Мари услышала приближающиеся шаги, и её тело чуть напряглось. Она автоматически шагнула ближе к своей помощнице, словно в поиске опоры.

– Простите, – тихо сказал он.

Голос. Она знала этот голос. Даже если бы услышала его среди сотни других – всё равно узнала бы. Мари вздрогнула. Лёгкое движение плеч, почти незаметное.

– Мари… – добавил он, мягче. – Это я.

Помощница повернулась к нему с лёгким подозрением.


– Вы знакомы? – спросила она осторожно.

– Мы… да, – ответила Мари чуть тише, не сразу. – Да, мы знакомы.

Хавьер стоял перед ней, опустив взгляд.
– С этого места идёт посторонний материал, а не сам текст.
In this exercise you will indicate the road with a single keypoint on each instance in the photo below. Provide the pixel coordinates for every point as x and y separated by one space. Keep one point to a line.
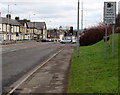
18 59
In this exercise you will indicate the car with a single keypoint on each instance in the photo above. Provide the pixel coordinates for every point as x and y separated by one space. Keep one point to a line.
66 41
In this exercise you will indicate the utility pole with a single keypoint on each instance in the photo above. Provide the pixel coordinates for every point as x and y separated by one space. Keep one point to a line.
8 23
82 16
78 43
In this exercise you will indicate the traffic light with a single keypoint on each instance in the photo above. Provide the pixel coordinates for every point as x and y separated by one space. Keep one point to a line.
71 30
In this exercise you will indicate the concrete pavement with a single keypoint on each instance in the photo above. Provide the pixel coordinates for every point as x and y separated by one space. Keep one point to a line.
52 77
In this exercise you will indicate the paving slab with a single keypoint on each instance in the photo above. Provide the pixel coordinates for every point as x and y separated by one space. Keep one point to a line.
52 77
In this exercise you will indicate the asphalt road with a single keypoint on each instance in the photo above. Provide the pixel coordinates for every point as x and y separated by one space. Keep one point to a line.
18 59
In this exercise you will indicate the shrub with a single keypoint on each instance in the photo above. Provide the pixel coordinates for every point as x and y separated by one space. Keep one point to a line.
94 34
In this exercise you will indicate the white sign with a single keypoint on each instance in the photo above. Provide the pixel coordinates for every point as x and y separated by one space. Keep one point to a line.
109 12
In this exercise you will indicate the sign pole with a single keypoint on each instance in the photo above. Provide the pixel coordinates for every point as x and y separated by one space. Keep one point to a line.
105 41
78 43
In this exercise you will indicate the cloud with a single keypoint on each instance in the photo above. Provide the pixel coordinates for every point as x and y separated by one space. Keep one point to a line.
55 12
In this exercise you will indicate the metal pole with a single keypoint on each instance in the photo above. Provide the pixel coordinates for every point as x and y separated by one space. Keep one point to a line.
105 41
113 40
78 43
82 17
8 23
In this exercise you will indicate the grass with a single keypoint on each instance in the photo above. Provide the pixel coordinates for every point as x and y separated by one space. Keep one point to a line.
92 72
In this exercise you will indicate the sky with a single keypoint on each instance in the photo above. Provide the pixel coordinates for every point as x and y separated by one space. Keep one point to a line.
56 13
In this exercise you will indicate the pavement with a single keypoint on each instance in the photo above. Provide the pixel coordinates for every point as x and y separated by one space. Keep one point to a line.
52 77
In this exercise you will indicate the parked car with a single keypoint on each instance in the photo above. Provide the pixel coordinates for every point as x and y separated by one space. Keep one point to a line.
66 41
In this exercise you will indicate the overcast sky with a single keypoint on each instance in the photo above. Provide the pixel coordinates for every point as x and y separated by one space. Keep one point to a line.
55 12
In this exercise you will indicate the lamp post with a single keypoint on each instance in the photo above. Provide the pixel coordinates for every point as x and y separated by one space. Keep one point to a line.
78 43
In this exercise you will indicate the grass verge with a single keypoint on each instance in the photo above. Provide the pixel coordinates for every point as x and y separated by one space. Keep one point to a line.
92 72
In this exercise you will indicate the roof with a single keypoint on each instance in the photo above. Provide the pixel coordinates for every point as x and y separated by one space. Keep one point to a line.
30 24
10 21
38 25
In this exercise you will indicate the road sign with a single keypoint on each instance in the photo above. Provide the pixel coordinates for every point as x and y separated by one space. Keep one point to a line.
109 12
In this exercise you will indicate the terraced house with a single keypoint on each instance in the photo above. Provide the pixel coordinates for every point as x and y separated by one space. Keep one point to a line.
15 29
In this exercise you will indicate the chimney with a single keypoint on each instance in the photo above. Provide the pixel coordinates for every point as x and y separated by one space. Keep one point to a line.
8 16
17 18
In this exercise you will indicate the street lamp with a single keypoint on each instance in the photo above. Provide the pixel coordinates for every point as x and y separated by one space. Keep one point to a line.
9 16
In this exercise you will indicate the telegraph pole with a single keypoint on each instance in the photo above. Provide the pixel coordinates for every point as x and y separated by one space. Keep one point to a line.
78 43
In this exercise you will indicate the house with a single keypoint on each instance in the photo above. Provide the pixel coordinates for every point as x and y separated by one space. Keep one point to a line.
10 29
17 29
37 28
41 29
23 28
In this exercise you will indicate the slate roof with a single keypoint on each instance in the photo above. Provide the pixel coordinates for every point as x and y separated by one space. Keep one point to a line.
38 25
11 21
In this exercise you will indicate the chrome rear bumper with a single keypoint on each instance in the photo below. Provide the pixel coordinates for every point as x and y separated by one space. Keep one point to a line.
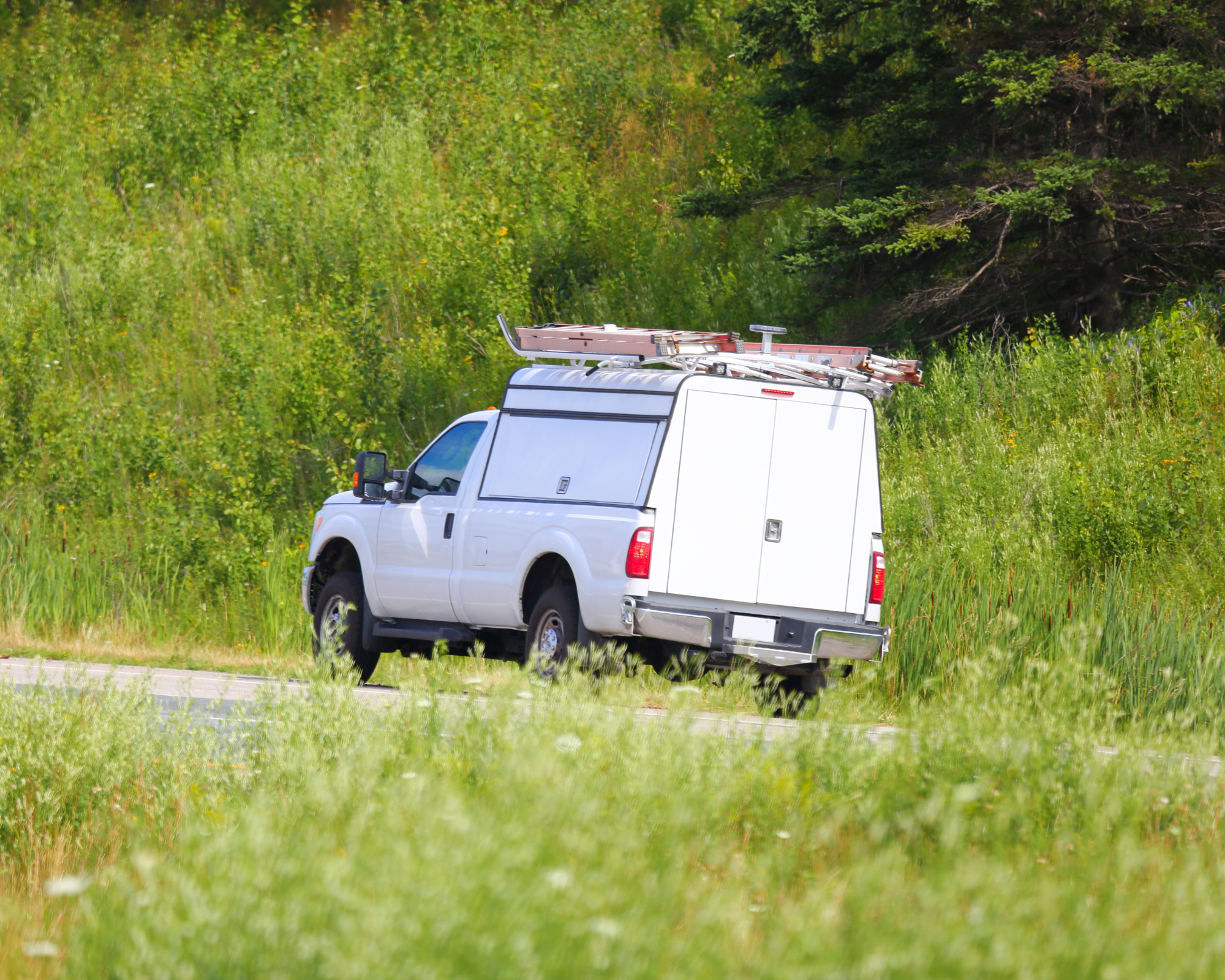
796 643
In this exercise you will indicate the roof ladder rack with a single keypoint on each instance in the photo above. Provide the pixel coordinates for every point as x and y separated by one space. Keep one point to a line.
715 353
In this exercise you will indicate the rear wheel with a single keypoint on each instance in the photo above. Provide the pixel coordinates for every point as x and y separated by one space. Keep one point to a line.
339 627
553 629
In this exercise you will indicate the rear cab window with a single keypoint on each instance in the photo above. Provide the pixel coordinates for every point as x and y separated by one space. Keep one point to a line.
440 469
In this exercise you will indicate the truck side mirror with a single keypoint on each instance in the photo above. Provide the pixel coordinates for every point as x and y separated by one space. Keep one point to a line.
369 476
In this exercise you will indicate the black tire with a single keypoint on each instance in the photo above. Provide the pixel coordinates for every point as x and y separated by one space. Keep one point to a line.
339 627
554 627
Он держал в руке платок и теперь медленно протянул его ей.

– Это ваше. Ветер сорвал. Я… – он запнулся. – Я не мог пройти мимо.

Мари подняла ладонь. Он вложил ткань в её пальцы. Она коснулась кружева и едва уловимого запаха.
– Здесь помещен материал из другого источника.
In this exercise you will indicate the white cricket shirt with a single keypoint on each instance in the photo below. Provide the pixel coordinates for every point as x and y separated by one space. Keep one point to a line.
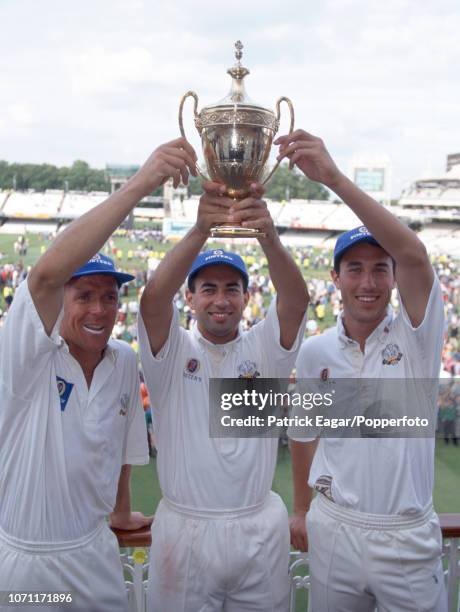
194 469
379 475
62 445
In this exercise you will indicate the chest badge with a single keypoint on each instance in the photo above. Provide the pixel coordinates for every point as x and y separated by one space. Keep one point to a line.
124 401
391 354
192 366
64 390
247 369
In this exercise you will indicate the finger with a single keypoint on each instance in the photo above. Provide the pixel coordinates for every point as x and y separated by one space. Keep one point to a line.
252 214
298 155
248 203
287 150
211 202
296 135
170 171
257 190
211 187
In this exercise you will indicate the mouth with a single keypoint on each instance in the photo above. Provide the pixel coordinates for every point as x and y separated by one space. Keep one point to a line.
367 299
95 330
219 316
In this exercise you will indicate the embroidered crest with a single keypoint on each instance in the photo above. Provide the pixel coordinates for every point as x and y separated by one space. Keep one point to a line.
192 366
124 401
391 354
64 390
247 369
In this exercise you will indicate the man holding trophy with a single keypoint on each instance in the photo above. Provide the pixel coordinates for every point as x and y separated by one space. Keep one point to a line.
220 536
374 539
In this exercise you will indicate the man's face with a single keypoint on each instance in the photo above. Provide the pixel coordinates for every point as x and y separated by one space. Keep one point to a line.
90 310
218 302
365 280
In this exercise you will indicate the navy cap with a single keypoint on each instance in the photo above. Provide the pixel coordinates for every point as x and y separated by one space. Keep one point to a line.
348 239
101 264
218 257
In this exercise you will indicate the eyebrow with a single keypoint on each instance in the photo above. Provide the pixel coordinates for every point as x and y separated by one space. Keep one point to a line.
211 284
382 264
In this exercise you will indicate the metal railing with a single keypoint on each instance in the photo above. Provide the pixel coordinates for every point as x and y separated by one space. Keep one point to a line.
135 546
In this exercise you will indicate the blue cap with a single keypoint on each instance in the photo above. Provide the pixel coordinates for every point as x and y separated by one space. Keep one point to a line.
348 239
101 264
218 257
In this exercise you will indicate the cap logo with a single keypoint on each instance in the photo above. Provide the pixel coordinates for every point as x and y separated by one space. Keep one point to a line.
98 259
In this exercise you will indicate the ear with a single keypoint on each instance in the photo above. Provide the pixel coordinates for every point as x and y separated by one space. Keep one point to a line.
335 278
189 298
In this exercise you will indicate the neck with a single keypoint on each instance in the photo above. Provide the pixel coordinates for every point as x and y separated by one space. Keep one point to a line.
87 361
358 331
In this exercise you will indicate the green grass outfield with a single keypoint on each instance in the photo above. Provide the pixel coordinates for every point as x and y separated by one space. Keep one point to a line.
146 489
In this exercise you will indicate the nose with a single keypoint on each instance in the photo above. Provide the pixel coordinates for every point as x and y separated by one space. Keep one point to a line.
221 300
368 280
97 307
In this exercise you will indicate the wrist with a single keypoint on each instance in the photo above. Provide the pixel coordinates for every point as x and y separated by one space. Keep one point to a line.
337 182
200 233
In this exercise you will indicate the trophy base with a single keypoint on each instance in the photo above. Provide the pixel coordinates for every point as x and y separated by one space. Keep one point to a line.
232 231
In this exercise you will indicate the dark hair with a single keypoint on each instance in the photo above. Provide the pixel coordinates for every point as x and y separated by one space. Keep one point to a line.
191 280
338 259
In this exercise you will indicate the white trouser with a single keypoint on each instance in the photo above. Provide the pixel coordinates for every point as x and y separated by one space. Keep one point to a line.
360 562
234 561
89 568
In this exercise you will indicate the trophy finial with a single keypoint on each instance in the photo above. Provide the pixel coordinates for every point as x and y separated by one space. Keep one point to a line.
239 50
238 71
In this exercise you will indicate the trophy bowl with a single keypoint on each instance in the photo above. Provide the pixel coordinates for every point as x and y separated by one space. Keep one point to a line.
236 136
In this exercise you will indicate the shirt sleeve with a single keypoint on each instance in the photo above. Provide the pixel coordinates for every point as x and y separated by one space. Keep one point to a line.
25 347
135 451
429 335
297 431
160 369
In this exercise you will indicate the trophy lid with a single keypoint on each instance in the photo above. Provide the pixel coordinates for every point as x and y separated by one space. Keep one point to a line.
237 95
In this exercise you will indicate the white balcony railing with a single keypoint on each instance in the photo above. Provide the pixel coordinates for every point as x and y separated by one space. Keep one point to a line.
135 552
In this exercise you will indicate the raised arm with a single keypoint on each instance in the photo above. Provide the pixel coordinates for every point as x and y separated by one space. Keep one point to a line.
292 292
302 454
156 301
87 234
414 273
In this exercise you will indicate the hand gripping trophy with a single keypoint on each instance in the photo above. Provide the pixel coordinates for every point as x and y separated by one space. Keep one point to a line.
236 135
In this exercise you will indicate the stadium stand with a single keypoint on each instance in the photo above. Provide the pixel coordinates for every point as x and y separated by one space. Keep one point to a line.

– Спасибо, – спокойно сказала она.

Неловкая пауза повисла между ними.


Он взглянул на помощницу, потом снова на Мари.

– Можно… хотя бы проводить вас до дома?

Мари чуть наклонила голову. Помощница ждала ответа, не вмешиваясь.

– Хорошо, – ответила Мари после секунды раздумий. – Если ты хочешь.

Он кивнул, хотя она не могла этого увидеть.

– Спасибо.

И они пошли. Медленно, шаг в шаг. Помощница осталась чуть позади, сохраняя деликатную дистанцию. Хавьер не прикасался к Мари, не спешил, просто шёл рядом.

И в этой короткой прогулке было что-то большее, чем во многих разговорах.


Словно они оба всё ещё не знали, что теперь между ними, но точно чувствовали – ещё не всё потеряно.

Они шли по весенней улице. Тротуар был ещё влажным после недавнего дождя, в воздухе витал лёгкий аромат цветущих деревьев. Где-то вблизи звенели капли, медленно стекая с карнизов. Мари ступала чуть медленнее, чем обычно, вслушиваясь в мир вокруг себя – в мягкий плеск шагов, в птичьи переклички и в дыхание человека, идущего рядом.

Хавьер смотрел на неё сбоку. Он не знал, с чего начать, чтобы не разрушить хрупкое спокойствие, которое только-только возникло между ними. Но молчать было ещё тяжелее.